Big Heart Days
I often regret my big heart days — the days I decide to be nice and just do that one thing that I swore I’d never do the last time I did it. Some of the classics include when I:
- Believe the weasel opposing counsel who has lied to me about everything else.
- Pick up the phone to talk to the “potential client” with a “quick question.”
- Offer to write the letter for the parent of one of my kids’ friends to see if it will get the insurance company to settle.
- Saying yes to the committee who just needs a little help with a tiny project.
I really like helping people. I believe I have an obligation to give some of my time, knowledge and experience to helping others without payment or benefit to me.
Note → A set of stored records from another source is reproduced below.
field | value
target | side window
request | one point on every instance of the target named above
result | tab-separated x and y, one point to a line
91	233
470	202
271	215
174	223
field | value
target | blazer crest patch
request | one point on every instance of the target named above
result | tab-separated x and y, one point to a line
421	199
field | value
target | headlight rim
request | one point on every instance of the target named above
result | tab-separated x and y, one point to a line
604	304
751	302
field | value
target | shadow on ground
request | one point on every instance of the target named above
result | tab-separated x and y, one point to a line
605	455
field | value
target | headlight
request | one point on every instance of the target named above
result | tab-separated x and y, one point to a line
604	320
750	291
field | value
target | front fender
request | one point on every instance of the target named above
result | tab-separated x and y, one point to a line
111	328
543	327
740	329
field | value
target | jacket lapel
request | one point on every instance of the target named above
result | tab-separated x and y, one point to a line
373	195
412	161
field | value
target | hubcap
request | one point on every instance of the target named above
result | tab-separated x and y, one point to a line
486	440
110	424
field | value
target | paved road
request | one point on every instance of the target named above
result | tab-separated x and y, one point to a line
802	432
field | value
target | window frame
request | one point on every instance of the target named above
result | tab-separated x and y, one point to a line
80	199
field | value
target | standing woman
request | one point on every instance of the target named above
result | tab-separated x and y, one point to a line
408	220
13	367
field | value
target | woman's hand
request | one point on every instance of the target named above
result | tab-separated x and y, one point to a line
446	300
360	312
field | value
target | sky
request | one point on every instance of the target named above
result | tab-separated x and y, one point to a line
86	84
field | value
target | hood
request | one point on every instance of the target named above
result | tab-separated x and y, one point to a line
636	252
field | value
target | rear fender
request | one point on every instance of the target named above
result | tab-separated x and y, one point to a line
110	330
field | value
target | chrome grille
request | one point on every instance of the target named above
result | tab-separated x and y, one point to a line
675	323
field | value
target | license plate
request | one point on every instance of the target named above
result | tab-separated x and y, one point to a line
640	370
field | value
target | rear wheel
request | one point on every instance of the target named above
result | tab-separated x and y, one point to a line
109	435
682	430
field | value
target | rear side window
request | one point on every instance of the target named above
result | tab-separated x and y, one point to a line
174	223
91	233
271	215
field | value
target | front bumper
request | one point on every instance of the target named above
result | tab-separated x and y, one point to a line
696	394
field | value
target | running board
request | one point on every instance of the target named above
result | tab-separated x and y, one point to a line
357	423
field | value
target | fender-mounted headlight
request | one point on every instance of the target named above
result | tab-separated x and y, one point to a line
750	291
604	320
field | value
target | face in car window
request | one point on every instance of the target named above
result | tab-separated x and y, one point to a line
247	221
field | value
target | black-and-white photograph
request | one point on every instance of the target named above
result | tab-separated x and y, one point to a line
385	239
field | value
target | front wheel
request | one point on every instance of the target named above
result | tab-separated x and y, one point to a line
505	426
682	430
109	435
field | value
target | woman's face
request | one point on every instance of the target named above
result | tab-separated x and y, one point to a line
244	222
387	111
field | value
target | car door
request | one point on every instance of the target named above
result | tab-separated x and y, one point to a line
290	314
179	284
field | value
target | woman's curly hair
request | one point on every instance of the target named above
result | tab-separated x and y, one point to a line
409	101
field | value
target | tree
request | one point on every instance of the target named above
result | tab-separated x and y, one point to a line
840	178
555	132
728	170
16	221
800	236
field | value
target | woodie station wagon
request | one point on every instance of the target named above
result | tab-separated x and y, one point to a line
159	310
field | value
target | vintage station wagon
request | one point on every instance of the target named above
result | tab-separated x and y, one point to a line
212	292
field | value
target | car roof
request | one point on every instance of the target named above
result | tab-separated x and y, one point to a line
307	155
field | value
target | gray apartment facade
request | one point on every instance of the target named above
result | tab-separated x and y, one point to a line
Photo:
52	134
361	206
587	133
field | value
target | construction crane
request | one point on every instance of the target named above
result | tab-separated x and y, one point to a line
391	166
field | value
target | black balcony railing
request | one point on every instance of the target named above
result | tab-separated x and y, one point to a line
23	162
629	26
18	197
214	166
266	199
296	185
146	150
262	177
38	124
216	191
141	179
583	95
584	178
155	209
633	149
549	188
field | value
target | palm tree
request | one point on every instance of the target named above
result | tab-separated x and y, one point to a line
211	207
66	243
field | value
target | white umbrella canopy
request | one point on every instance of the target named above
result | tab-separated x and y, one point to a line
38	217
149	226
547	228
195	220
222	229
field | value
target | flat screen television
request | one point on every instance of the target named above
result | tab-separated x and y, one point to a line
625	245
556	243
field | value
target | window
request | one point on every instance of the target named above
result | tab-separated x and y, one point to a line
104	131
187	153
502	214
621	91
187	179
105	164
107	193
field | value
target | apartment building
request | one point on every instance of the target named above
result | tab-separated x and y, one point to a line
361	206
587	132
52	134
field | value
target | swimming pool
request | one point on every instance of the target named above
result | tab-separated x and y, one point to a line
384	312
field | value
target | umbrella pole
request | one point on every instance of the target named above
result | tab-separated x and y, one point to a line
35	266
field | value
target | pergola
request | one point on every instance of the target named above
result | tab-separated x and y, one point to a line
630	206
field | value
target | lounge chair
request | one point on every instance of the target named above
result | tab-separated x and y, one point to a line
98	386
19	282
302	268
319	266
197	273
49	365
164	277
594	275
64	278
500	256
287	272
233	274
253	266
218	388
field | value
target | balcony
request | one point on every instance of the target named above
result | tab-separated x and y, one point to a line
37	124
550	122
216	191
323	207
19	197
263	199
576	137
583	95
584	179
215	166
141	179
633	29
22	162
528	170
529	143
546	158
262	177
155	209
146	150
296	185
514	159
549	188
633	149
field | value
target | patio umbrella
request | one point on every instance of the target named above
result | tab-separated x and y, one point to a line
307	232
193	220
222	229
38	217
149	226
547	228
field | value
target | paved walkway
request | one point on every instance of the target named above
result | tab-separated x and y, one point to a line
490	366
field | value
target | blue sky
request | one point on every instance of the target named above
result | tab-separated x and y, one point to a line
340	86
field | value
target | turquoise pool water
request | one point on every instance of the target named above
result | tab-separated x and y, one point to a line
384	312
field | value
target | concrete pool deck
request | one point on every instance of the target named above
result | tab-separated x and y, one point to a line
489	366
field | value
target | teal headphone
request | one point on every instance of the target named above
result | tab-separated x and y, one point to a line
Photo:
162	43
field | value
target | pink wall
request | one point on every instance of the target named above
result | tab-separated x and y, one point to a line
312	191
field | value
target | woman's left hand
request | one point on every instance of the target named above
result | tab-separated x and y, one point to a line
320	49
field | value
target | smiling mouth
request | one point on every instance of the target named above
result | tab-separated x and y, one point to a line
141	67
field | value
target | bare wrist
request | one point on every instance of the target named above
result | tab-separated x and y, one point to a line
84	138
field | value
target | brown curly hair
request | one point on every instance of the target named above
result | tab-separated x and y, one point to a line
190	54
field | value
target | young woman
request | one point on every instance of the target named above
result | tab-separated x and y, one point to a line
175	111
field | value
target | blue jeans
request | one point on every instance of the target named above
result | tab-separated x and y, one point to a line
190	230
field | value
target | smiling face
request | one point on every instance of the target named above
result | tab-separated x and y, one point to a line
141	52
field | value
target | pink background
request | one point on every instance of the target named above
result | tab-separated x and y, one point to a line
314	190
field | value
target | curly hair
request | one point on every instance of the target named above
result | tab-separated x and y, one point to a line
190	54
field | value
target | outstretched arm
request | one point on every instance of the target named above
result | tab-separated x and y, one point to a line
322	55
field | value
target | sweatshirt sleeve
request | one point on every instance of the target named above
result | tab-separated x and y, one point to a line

But if I allow myself to say yes to everyone who asks, I get eaten alive. I end up stressed out, overwrought, cranky, angry and resentful. Especially resentful.
“No good deed goes unpunished,” I say. I can’t believe they did that. That’s not what I signed up for! Why do people take such advantage?
Because I let them.
Because I forget that I’m doing it as an act of kindness and compassion.
Instead, I want them to like me, thank me, appreciate me, think I’m smart and talented. I can’t believe that they are only thinking of themselves, instead of, you know, thinking of ME.
Remember in contract law, that bit about gifts? Gifts require no consideration and are irrevocable. When you give a gift, you just give it. You can’t demand payment, or even a thank you note. And you can’t demand it back.
So I’ve learned the hard way about big heart days. If I am going to give the gift of my time, attention and skills, I have to be willing to make it a gift, and not about me. I have to decide how much time and attention I realistically have to give away. Then give it freely.
If I can’t do that, then I have to remember that wonderful, powerful, magical word: No.